Fig. 4. NFYA enhances lipogenesis by transcriptional activation of ACACA and FASN.

a A diagram illustrating the reaction of lipogenesis and FAO. b–d qRT-PCR (b, c) and western blot analysis (d) of the expression levels of differentially expressed genes (b; Lipogenesis-related genes, c; FAO-related genes) in NFYA^+/+ and NFYA^−/− SUM159 cells treated with or without lipid mixture. N = 3 biologically independent experiments for qRT-PCR. e CUT&RUN assay to evaluate the association of NFYA with the promoter of ACACA and FASN in NFYA^+/+ and NFYA^−/− SUM159 cells treated with or without lipid mixture. Input or eluted chromatin was subjected to qRT-PCR analysis using promoter-specific primers. Data represents the % input of the immunoprecipitated chromatin for each gene. N = 3 biologically independent experiments. f Western blot analysis of FASN, ACACA, and CPT1A expression in NFYAv1 or NFYAv2 overexpressed NFYA-deficient SUM159 cells. All error bars represent SEM; n.s. not significant; *P < 0.05; **P < 0.01; ***P < 0.001.

Fig. 5. Nfyav1 enhances tumorigenesis via the regulation of ACACA and Fasn expression in vivo.

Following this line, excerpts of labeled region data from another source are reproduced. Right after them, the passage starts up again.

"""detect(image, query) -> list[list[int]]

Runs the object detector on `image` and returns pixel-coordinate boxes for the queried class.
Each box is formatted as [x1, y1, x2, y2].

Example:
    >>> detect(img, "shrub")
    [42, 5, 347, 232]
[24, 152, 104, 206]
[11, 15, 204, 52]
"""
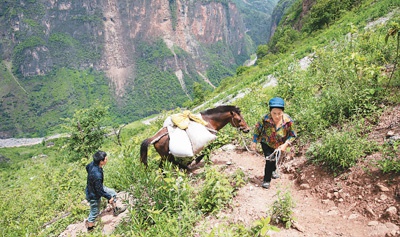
[306, 122, 376, 175]
[197, 167, 233, 213]
[270, 190, 296, 229]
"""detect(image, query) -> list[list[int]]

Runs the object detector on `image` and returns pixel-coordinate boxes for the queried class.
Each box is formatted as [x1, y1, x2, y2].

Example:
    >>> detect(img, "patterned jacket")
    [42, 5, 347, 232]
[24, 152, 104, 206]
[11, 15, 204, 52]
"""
[253, 113, 296, 149]
[85, 162, 111, 200]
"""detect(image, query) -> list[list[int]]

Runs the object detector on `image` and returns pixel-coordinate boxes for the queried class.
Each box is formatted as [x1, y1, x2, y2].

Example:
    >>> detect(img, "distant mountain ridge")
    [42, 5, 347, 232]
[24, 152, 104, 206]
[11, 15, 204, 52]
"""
[0, 0, 282, 138]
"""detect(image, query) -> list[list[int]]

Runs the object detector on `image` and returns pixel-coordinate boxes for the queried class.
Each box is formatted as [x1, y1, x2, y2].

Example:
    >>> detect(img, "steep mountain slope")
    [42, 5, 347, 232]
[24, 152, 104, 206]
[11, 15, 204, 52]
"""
[0, 0, 275, 137]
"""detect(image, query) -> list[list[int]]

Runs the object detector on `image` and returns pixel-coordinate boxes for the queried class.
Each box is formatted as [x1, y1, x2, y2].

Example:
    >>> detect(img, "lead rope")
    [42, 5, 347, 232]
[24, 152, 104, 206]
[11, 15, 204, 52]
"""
[265, 149, 282, 174]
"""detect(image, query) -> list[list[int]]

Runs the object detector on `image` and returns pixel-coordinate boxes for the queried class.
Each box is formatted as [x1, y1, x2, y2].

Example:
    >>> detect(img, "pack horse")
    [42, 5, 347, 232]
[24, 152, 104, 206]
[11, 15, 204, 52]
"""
[140, 105, 250, 169]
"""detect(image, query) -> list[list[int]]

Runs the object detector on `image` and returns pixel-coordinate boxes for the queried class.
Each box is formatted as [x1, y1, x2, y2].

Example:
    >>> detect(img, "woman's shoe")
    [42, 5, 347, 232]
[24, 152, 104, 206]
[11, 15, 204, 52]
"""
[272, 171, 280, 179]
[262, 182, 270, 189]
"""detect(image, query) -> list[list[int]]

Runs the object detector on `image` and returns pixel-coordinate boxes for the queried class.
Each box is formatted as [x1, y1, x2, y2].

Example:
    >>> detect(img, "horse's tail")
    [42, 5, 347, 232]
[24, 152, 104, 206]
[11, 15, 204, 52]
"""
[140, 139, 150, 167]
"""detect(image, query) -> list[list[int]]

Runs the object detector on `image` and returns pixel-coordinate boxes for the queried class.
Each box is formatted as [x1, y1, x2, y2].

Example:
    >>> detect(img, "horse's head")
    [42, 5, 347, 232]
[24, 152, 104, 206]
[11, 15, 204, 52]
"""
[231, 110, 250, 133]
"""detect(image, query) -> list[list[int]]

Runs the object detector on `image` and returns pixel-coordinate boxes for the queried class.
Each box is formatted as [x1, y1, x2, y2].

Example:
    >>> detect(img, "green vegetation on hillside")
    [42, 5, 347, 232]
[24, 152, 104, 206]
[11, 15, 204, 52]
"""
[0, 0, 400, 237]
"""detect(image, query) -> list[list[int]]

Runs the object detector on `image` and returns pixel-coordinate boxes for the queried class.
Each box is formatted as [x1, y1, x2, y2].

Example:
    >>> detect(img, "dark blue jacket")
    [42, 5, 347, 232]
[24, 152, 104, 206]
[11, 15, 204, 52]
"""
[85, 162, 111, 200]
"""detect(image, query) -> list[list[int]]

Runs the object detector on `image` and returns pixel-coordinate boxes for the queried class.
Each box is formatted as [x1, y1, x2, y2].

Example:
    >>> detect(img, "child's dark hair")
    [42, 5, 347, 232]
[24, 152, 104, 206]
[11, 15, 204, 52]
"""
[93, 151, 107, 165]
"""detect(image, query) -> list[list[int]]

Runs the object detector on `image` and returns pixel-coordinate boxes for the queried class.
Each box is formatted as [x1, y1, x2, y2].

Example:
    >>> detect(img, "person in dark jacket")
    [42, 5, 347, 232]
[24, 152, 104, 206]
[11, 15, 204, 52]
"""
[251, 97, 297, 189]
[85, 151, 126, 231]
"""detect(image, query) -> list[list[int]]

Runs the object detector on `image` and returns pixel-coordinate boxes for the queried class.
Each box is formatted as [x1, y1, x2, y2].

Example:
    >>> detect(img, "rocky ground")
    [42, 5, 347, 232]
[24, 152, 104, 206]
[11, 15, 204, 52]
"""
[45, 106, 400, 237]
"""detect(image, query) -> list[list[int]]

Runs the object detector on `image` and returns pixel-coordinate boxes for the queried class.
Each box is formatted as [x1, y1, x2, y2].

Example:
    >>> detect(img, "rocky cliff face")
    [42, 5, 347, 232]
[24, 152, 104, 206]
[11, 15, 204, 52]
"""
[3, 0, 249, 96]
[0, 0, 275, 137]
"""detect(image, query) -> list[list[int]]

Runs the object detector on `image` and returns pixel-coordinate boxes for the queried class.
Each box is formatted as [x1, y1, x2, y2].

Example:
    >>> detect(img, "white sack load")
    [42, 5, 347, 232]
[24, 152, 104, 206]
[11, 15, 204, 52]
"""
[163, 116, 174, 127]
[186, 121, 217, 154]
[167, 126, 194, 157]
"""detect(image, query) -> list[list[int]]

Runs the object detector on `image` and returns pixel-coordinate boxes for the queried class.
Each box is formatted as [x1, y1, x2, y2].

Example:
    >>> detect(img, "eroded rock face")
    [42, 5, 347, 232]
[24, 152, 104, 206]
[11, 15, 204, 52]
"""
[7, 0, 248, 95]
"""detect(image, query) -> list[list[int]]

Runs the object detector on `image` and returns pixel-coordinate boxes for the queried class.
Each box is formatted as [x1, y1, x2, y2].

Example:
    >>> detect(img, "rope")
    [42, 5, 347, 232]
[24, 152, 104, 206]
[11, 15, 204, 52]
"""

a Diagram of endogenous Nfya gene structure and Nfyav1 knockout structure. Using the CRISPR/Cas9 system with two gRNAs targeted intron 2 and 3, we deleted the exon 3 from genome DNA. b, c Confirming loss of Nfyav1 expression in mouse mammary epithelial cells. Littermate-controlled 8-weeksNfyav1^+/+, Nfyav1^+/−, and Nfyav1^−/− mice were analyzed by qRT-PCR (b) and western blot analysis (c) to qualify the expression of Nfyav1. N = 3 biologically independent experiments. All error bars represent SEM; *P < 0.05; ***P < 0.001. d Genotypes of offspring from Nfyav1^−/− mouse intercrosses. e Body wight of mice at 8-week-old for Nfyav1^+/+, Nfyav1^+/−, and Nfyav1^−/−. N = 5 for Nfyav1^+/+ mice, N = 7 for Nfyav1^+/− and Nfyav1^−/− mice biologically independent animals. f Kaplan–Meier survival curve for Nfyav1^+/+, Nfyav1^+/−, and Nfyav1^−/−. N = 6 for Nfyav1^+/+ and Nfyav1^+/− mice, N = 10 for Nfyav1^−/− mice biologically independent animals. g Kaplan–Meier analysis of tumour-free mice for MMTV-PyMT; Nfyav1^+/+ (blue) and MMTV-PyMT; Nfyav1^−/− (red). N = 17 biologically independent animals. **P < 0.01. h Representative images of whole-mount carmine alum staining of MMTV-PyMT; Nfyav1^+/+ or MMTV-PyMT; Nfyav1^−/− mammary gland at 15-week-old. LN, lymph node. A bar graph shows the percentage of tumour area versus the total mammary fat pad in MMTV-PyMT; Nfyav1^+/+ or MMTV-PyMT; Nfyav1^−/− mice. N = 7 for MMTV-PyMT; Nfyav1^+/+ mice, N = 5 for MMTV-PyMT; Nfyav1^−/− mice biologically independent animals. Scale bars indicate 5 mm and 1.5 mm. *P < 0.05. i Breast cancer sections from both genotypes were stained with Fasn (panels i–iv) and Acaca (panels v–viii). Scale bars: 10× images, panels i, ii, v, vi, 150 µm; 40× images, panels iii, iv, vii, viii, 50 µm. j Protein expression analysis in PyMT-induced tumours from Nfyav1^+/+ or Nfyav1^−/− mice.